Securing SSH Sessions The Easy Way
Getting Started With SSHRecently I've had a good deal of people ask me about SSH connections, and how they can better secure them, and I've been shocked at the sheer number of people that still use keyboard-interactive password authentication to log into SSH daemons. This article will explain the use of SSH keys and OpenSSH options to speed up and secure your SSH connection.
There are a few useful options you can pass to OpenSSH to increase your verbosity, compress and speed up your ssh connection, and change your SSH cipher to something faster and more secure;
'-v' switch. This option will allow you to see debug output for outgoing SSH connections. Specifying '-v' multiple times increases the verbosity level (maximum level 3).

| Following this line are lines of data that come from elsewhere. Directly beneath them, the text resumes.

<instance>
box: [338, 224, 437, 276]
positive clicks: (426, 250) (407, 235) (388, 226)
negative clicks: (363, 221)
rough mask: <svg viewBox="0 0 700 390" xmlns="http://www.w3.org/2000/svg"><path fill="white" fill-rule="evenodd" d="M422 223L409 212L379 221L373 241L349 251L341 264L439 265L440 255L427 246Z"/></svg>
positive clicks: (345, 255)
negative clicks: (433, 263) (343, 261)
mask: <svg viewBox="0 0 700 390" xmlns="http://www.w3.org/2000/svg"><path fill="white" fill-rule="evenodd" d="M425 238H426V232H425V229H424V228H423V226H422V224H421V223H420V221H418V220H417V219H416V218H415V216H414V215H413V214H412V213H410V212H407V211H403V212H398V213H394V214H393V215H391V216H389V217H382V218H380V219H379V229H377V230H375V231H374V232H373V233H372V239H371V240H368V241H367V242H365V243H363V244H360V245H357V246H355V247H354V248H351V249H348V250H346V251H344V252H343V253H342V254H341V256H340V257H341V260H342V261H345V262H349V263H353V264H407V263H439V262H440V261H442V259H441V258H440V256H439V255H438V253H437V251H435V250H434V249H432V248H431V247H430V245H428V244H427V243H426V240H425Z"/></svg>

'-C' switch. This option compresses all of your SSH data. Passing this option to OpenSSH may speed things up dramatically on slow networks, but on high-speed networks it will only slow things down.
'-c' switch. This option will allow you to change your cipher method. The default is 3des, which is a 3-way encryption method that is believed to be secure - however, blowfish is also available, which is a fast block cipher which also believed to be very secure and is far faster than 3des.
For example, let's say I want to log in as user 'foo' to an ssh daemon on host 'example.com'. I want maximum verbosity level, I want to compress all my data, and I want to change my SSH cipher to blowfish. The command would look like this:
ssh -vvv -C -c blowfish -l foo example.com
(Note: the higher your verbosity level, the more text you will get on your terminal while OpenSSH goes through the process of logging in to the remote SSH daemon. Even specifying only one -v can get you a veritable flood of information. Fiddle around with -v until you find a debug level that you're comfortable with.)